OPERATING COST OF ZLD SYSTEMS
There is another component of the cost of a ZLD system and that is the operational cost of the equipment. The values in the tables below are for a plant that is generating 750 MW, is burning bituminous coal and generating 200 GPM of FGD wastewater. They demonstrate how savings can be achieved with the choice of one ZLD method over another.
With full ZLD where a solid is generated for disposal in a landfill, the costs of disposal would be $32.82/1000 gallons.
This is a significant cost for treatment but there are methods that result in significant savings to both operating costs and capital costs.
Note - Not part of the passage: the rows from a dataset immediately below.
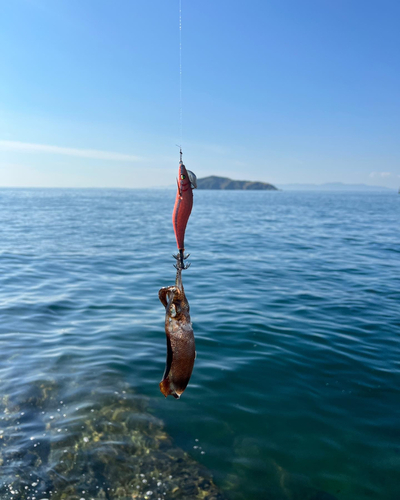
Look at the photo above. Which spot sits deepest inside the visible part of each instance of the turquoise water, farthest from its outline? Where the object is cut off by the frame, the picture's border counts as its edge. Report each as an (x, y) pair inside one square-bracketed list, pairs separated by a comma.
[(295, 306)]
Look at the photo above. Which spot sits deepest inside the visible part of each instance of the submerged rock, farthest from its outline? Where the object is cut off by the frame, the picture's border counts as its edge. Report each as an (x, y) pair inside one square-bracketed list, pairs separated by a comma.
[(109, 447)]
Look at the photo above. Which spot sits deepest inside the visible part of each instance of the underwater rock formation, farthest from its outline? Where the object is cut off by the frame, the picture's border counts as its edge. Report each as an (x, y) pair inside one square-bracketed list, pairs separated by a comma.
[(106, 448)]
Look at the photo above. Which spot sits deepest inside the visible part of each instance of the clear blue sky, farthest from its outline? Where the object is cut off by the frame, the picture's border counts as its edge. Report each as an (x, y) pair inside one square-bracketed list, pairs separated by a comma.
[(280, 91)]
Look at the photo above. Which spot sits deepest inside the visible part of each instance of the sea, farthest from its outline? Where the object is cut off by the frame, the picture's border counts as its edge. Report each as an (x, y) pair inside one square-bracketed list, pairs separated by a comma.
[(295, 303)]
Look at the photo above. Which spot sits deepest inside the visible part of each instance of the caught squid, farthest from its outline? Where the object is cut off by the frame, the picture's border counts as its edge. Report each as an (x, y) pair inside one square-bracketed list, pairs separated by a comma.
[(183, 206), (180, 339)]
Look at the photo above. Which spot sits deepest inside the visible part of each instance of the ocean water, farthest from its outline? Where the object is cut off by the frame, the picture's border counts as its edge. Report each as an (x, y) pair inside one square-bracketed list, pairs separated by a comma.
[(295, 303)]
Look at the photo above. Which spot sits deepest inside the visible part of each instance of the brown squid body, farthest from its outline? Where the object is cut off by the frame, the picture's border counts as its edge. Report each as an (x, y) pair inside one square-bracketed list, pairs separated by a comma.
[(180, 339)]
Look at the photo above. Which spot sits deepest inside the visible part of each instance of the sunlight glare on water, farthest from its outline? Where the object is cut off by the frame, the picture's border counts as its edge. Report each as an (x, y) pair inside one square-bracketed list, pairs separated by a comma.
[(294, 302)]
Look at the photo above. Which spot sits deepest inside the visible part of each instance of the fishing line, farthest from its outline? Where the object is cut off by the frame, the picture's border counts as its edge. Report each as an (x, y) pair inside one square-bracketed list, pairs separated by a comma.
[(180, 72)]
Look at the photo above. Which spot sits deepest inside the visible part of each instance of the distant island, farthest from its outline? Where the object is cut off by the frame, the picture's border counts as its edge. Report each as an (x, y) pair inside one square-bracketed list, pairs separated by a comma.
[(332, 186), (214, 182)]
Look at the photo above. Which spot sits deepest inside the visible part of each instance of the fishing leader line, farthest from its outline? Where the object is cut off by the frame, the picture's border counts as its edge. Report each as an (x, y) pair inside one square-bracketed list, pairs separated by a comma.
[(180, 73)]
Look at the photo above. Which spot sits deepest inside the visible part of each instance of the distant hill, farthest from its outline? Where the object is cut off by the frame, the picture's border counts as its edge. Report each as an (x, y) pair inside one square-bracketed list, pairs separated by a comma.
[(214, 182), (331, 186)]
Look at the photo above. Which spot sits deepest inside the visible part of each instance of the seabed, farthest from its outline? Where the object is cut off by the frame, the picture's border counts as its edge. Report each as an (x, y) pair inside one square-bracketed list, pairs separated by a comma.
[(109, 447)]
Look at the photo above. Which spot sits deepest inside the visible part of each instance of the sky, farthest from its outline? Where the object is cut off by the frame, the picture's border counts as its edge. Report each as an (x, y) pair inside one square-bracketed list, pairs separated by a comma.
[(280, 91)]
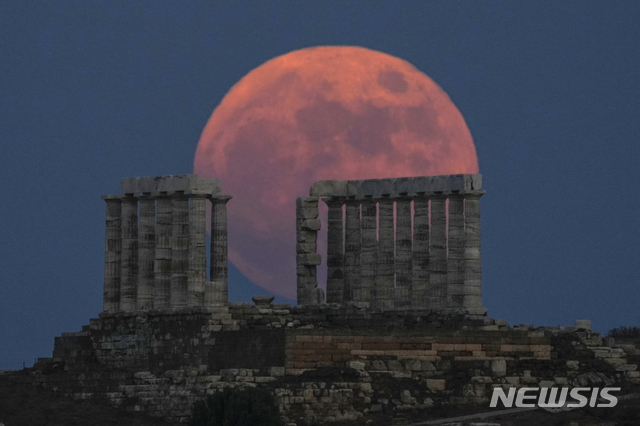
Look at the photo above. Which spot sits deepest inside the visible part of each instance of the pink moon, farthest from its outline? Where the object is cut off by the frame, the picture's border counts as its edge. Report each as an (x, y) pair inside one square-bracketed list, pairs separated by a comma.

This would be going to evaporation to reduce the volume of the wastewater to manageable levels and then either using it for dust suppression or mixing it with fly ash and disposing of it in an approved landfill. Tests in our laboratory have indicated that a fly ash mixture of no less than 20% FGD wastewater to fly ash mixture would still pass the EPA paint filter test. This process option would eliminate steam and the softening chemicals reducing the OPEX to $4.37/1000 gallons from $32.82/1000 gallons.
THE CASE FOR ZLD
The studies by CH2M (Jacobs) indicated that the capital cost for ZLD when compared to Biological Treatment is extraordinarily high. Burns & McDonnell agrees that ZLD is higher but can be competitive at low flows (<200 GPM). Costing studies by Aquatech supports the Burns & McDonnell position that ZLD plants can be cost competitive in these ranges.
The operating costs of ZLD plants can be excessively high depending on the chemistry of the feed, flow and method of operation. If the plants are run at full ZLD generating a solid for disposal, the cost of operation can be as high as $32.82/1000 gallons. However, operating the plants in a mode where the discharge is reduced to match the available fly ash for mixing and disposal, a treatment facility designed to take 200 GPM feed and reduce the volume, operation savings of $2.8 million can be achieved. In addition, the capital cost can be reduced by 40-50 percent, making it very competitive with Biological treatment.
The ZLD option also has positive attributes that cannot be met with Biological Treatment.
Zero Liquid Discharge is a viable option for treatment of FGD wastewater both from an OPEX and CAPEX standpoint. While ZLD can be more costly than Biological Treatment, process arrangements are available to make it more cost effective. It is also the only process that provides water for reuse in the plant and guarantees compliance with any liquid discharge regulation that may be passed in the future since it has no liquid discharge that can be regulated.